Acara pembukaan ditandai dengan pernyataan resmi dari Bupati Kukar, Dr. Aulia Rahman Basri, M.Kes, yang menekankan pentingnya menjadikan Pesparawi sebagai momentum menjaga keharmonisan di tengah keberagaman masyarakat Kukar.
“Gunakan ajang ini untuk menjaga keberagaman dan menjaga toleransi yang ada di tengah masyarakat kita. Kabupaten Kutai Kartanegara merupakan miniatur Indonesia. Semua suku dan agama ada di sini. Dan fakta mencatat Kutai Kartanegara merupakan daerah teraman dan damai se-Kalimantan Timur,” ujar Bupati Aulia Rahman saat membuka acara.
Ia juga menambahkan bahwa melalui setiap lantunan pujian, masyarakat diharapkan mampu memperkuat nilai persaudaraan dan persatuan.
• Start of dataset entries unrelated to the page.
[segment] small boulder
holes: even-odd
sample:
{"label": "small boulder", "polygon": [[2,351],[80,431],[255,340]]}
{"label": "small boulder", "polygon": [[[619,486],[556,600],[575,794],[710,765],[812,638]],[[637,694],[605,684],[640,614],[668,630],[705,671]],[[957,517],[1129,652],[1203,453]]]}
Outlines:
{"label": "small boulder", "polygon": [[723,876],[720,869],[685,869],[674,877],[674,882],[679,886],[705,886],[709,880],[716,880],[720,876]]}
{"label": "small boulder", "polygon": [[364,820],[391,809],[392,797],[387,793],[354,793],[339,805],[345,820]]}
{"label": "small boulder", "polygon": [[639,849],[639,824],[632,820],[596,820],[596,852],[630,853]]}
Menurutnya, Pesparawi bukan sekadar ajang seni suara, tetapi juga media pelayanan rohani dan ruang ekspresi iman yang membawa kedamaian.
Tema tahun ini “Bernyanyi dan Bermasmur untuk Tuhan” menjadi dasar seluruh kegiatan Pesparawi IV. Setiap paduan suara yang tampil menyampaikan pesan syukur dan cinta kasih melalui lagu-lagu rohani yang menyentuh hati.
Para peserta berasal dari berbagai kecamatan di Kukar, menunjukkan kekayaan talenta lokal dan semangat bersama dalam melayani melalui seni musik. Pesparawi kali ini juga menjadi ajang pembinaan mental spiritual yang mendalam, terutama dalam memperkuat nilai-nilai religius dalam kehidupan sehari-hari.
Acara ini turut didukung penuh oleh pemerintah daerah, tokoh-tokoh agama, serta komunitas gerejawi di Kukar. Diharapkan, perhelatan ini menjadi pemantik semangat baru untuk terus menjunjung tinggi toleransi dan kerukunan, di tengah pembangunan daerah yang semakin dinamis.
Dengan semangat kebersamaan, Pesparawi IV Kukar 2025 diharapkan mampu menjadi ajang yang menyatukan semua perbedaan dalam satu pujian yang penuh kasih dan damai. (ADV).